Effect of Glucagon-like Peptide-1 Receptor Agonists on Lipid Profiles Among Type 2 Diabetes: A Systematic Review and Network Meta-analysis

Abstract Purpose The goal of this study was to assess the effect of glucagon-like peptide-1 receptor agonists (GLP-1 RAs) on lipid profiles in patients with type 2 diabetes. Methods The MEDLINE, Embase, Cochrane Library, and ClinicalTrials.gov databases were searched from inception through October 31, 2013. Randomized controlled trials with available data were selected if they compared GLP-1 RAs with placebo and traditional antidiabetic drugs with a duration ≥8 weeks. The weighted mean difference for changes in lipid profiles was estimated by using the random effects model, and a network meta-analysis was performed to supplement direct comparisons. Findings Thirty-five trials with 13 treatments were included in the analysis.
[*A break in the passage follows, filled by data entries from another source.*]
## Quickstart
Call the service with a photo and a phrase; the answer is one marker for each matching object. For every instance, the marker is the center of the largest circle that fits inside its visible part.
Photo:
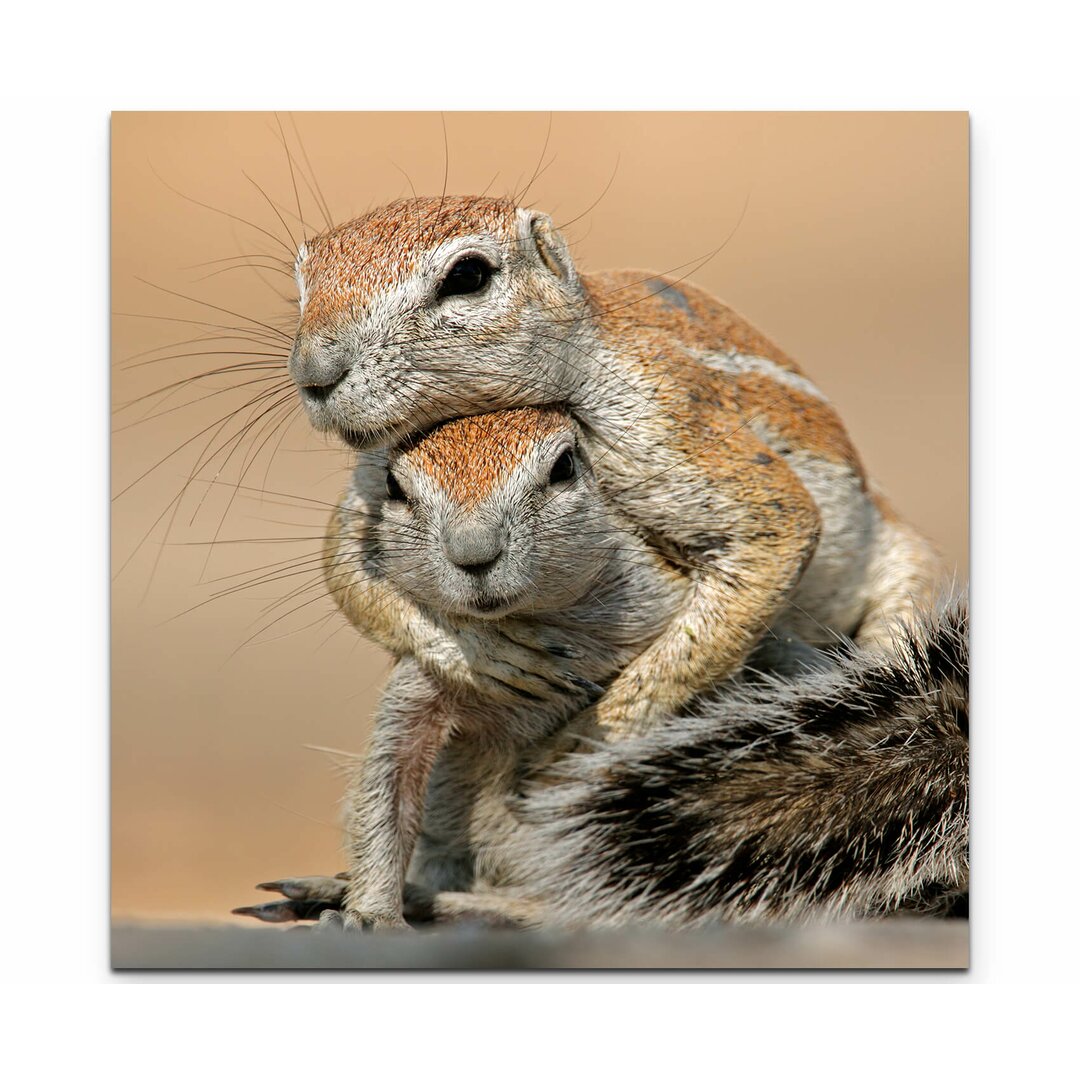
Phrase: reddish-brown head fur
(471, 457)
(343, 268)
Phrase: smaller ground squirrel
(495, 530)
(706, 436)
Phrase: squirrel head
(491, 515)
(427, 309)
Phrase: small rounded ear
(550, 246)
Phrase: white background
(66, 69)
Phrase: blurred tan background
(227, 659)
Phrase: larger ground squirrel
(704, 435)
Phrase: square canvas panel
(241, 696)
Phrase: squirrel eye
(469, 274)
(563, 469)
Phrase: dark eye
(564, 468)
(467, 275)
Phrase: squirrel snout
(474, 545)
(315, 367)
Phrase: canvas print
(539, 540)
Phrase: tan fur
(704, 433)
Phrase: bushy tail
(841, 793)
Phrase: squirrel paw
(351, 921)
(307, 899)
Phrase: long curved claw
(284, 910)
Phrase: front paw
(356, 921)
(307, 898)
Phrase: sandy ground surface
(890, 944)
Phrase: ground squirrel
(703, 434)
(496, 531)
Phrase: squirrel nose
(316, 367)
(474, 545)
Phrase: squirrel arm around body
(709, 439)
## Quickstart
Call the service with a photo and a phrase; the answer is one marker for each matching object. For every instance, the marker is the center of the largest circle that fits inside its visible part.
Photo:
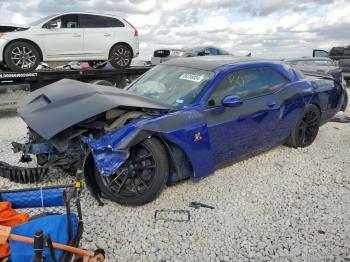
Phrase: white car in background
(77, 36)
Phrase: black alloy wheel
(306, 129)
(22, 57)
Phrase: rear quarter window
(273, 78)
(97, 21)
(337, 51)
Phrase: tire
(94, 64)
(345, 103)
(120, 56)
(141, 178)
(101, 82)
(22, 57)
(306, 129)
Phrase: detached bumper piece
(23, 175)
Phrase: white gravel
(283, 205)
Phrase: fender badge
(197, 136)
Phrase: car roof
(211, 63)
(309, 59)
(87, 13)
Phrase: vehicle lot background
(282, 205)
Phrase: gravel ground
(282, 205)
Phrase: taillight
(136, 33)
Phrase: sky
(266, 28)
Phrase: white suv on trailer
(75, 36)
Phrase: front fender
(186, 129)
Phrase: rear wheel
(120, 56)
(306, 129)
(141, 178)
(22, 57)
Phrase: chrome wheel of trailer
(22, 57)
(120, 56)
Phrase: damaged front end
(67, 150)
(109, 134)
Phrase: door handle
(271, 104)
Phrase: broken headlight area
(67, 150)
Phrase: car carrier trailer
(14, 85)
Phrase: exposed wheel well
(24, 40)
(180, 166)
(125, 44)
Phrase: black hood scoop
(56, 107)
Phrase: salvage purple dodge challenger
(182, 119)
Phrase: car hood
(56, 107)
(4, 28)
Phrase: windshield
(41, 20)
(172, 85)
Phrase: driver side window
(247, 83)
(244, 83)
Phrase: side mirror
(232, 101)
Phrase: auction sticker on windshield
(192, 77)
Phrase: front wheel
(306, 129)
(22, 57)
(120, 56)
(141, 178)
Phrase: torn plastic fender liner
(108, 161)
(106, 151)
(188, 130)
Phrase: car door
(63, 38)
(235, 132)
(99, 33)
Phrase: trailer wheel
(22, 57)
(120, 56)
(102, 82)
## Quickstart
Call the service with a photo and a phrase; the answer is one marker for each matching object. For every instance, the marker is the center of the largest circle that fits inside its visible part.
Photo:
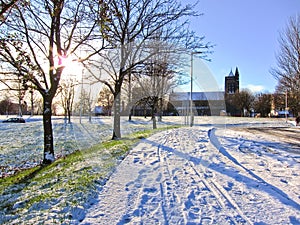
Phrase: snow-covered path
(186, 176)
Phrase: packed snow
(203, 175)
(220, 171)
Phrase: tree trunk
(69, 115)
(117, 118)
(153, 117)
(48, 132)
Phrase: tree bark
(48, 132)
(117, 117)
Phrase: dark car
(14, 120)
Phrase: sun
(72, 68)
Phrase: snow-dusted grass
(60, 192)
(21, 145)
(217, 172)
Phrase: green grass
(74, 177)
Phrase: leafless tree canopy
(37, 39)
(134, 27)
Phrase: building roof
(197, 96)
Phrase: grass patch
(68, 182)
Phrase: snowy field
(208, 174)
(221, 171)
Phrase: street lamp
(191, 97)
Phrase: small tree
(243, 101)
(262, 104)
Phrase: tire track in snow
(282, 196)
(216, 193)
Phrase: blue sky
(245, 34)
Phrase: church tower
(232, 82)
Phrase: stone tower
(232, 82)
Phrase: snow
(221, 171)
(196, 176)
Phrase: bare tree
(287, 71)
(132, 27)
(5, 7)
(37, 41)
(105, 100)
(243, 101)
(66, 91)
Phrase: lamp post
(286, 107)
(191, 97)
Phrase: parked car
(14, 120)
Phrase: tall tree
(105, 100)
(5, 7)
(133, 27)
(287, 71)
(66, 91)
(37, 41)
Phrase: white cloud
(255, 88)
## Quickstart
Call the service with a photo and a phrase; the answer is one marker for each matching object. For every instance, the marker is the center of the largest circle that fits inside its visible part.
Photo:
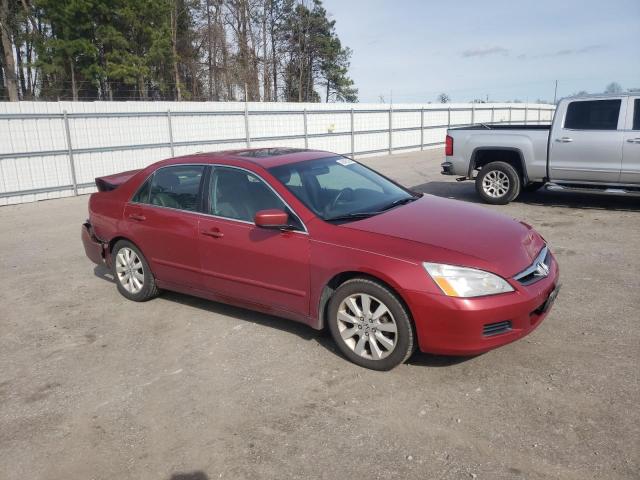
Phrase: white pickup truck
(593, 144)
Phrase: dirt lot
(95, 387)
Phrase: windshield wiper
(352, 216)
(400, 201)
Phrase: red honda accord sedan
(321, 239)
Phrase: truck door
(631, 146)
(586, 144)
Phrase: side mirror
(271, 219)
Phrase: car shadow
(101, 271)
(197, 475)
(544, 198)
(321, 337)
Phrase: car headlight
(466, 282)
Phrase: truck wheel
(498, 183)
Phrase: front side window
(337, 188)
(177, 187)
(239, 195)
(593, 115)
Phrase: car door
(249, 263)
(587, 144)
(630, 172)
(162, 219)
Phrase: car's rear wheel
(498, 183)
(132, 273)
(370, 325)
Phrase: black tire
(533, 187)
(149, 289)
(506, 173)
(404, 337)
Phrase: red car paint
(289, 273)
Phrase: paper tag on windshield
(345, 161)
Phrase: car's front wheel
(370, 325)
(498, 183)
(132, 273)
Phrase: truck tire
(498, 183)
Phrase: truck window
(593, 115)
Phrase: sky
(413, 50)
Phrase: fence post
(306, 131)
(72, 164)
(246, 124)
(170, 132)
(353, 143)
(422, 128)
(390, 129)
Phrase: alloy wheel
(129, 270)
(496, 184)
(367, 326)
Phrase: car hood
(462, 233)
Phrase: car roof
(594, 96)
(263, 157)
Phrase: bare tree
(7, 49)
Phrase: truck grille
(538, 270)
(491, 329)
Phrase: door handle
(213, 233)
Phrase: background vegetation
(217, 50)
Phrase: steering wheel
(338, 197)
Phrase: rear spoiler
(111, 182)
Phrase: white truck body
(592, 144)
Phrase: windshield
(339, 189)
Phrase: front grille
(538, 270)
(491, 329)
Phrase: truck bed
(489, 126)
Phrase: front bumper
(459, 326)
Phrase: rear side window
(142, 195)
(177, 187)
(593, 115)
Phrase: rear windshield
(337, 186)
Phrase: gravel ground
(93, 386)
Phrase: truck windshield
(339, 189)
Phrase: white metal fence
(56, 149)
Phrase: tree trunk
(7, 48)
(274, 64)
(174, 49)
(266, 82)
(74, 87)
(210, 50)
(20, 67)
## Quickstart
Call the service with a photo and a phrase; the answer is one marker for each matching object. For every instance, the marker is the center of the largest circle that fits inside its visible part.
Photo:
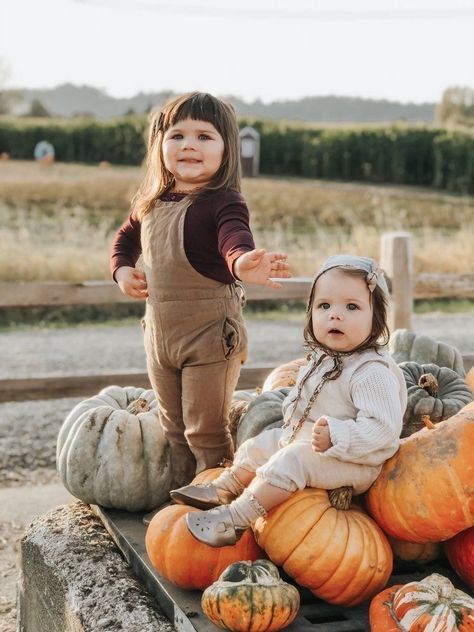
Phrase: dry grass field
(57, 222)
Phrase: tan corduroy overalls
(195, 342)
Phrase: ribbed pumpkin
(430, 604)
(407, 346)
(251, 597)
(425, 492)
(185, 561)
(419, 552)
(111, 450)
(284, 375)
(460, 554)
(263, 413)
(432, 390)
(340, 554)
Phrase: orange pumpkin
(284, 375)
(419, 552)
(470, 378)
(425, 492)
(430, 604)
(340, 554)
(185, 561)
(207, 476)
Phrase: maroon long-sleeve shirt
(216, 232)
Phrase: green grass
(130, 314)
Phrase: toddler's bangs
(199, 107)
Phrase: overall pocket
(234, 337)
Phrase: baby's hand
(321, 439)
(132, 282)
(260, 266)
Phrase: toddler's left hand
(258, 266)
(320, 438)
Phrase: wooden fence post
(396, 261)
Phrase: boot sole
(182, 499)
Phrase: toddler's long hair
(198, 106)
(379, 335)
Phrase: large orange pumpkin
(460, 553)
(185, 561)
(425, 492)
(430, 604)
(418, 552)
(341, 555)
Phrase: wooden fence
(395, 259)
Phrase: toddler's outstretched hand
(320, 438)
(257, 266)
(132, 282)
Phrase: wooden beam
(396, 261)
(23, 389)
(444, 285)
(101, 292)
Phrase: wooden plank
(101, 292)
(396, 261)
(426, 286)
(444, 285)
(55, 387)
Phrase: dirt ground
(28, 430)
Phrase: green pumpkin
(435, 391)
(406, 346)
(249, 597)
(111, 450)
(264, 412)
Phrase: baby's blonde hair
(198, 106)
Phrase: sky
(401, 50)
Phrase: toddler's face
(342, 311)
(192, 152)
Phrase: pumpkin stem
(238, 409)
(139, 405)
(341, 497)
(427, 421)
(429, 383)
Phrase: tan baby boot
(222, 491)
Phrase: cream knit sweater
(364, 407)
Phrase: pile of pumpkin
(111, 451)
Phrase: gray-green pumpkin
(407, 346)
(438, 392)
(264, 412)
(111, 450)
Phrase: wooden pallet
(183, 607)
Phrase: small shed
(249, 151)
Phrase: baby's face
(342, 311)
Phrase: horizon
(407, 51)
(223, 96)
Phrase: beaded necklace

GLP-1 RAs decreased HDL-C with a range of –0.06 mmol/L (95% CI, –0.11 to –0.01) to –0.13 mmol/L (95% CI, –0.17 to –0.10) compared with thiazolidinediones, whereas thiazolidinediones were associated with a significant increase in HDL-C compared with placebo (0.09 mmol/L [95% CI, 0.06 to 0.12]). A significant reduction in LDL-C was detected for all GLP-1 RAs versus placebo (range, –0.08 to –0.16 mmol/L), insulin (range, –0.10 to –0.19 mmol/L), and thiazolidinediones (range, –0.16 to –0.24 mmol/L). Exenatide, liraglutide 1.8 mg once daily, and taspoglutide decreased total cholesterol with a range of –0.16 mmol/L (95% CI, –0.26 to –0.06) to –0.27 mmol/L (95% CI, –0.41 to –0.12) versus placebo and thiazolidinediones (range, –0.26 to –0.37 mmol/L). The decreased effect was more evident in exenatide long-acting release and liraglutide 1.8 mg once daily. A significant reduction in triglyceride levels was observed with liraglutide 1.8 mg once daily (–0.30 mmol/L [95% CI, –0.49 to –0.11]) and taspoglutide 20 mg once weekly (–0.17 mmol/L [95% CI, –0.31 to –0.01]) versus placebo. Implications GLP-1 RAs were associated with modest reductions in LDL-C, total cholesterol, and triglycerides but no significant improvement in HDL-C. Further evidence is needed to determine if improvements in lipid profiles might translate into reductions in cardiovascular outcomes.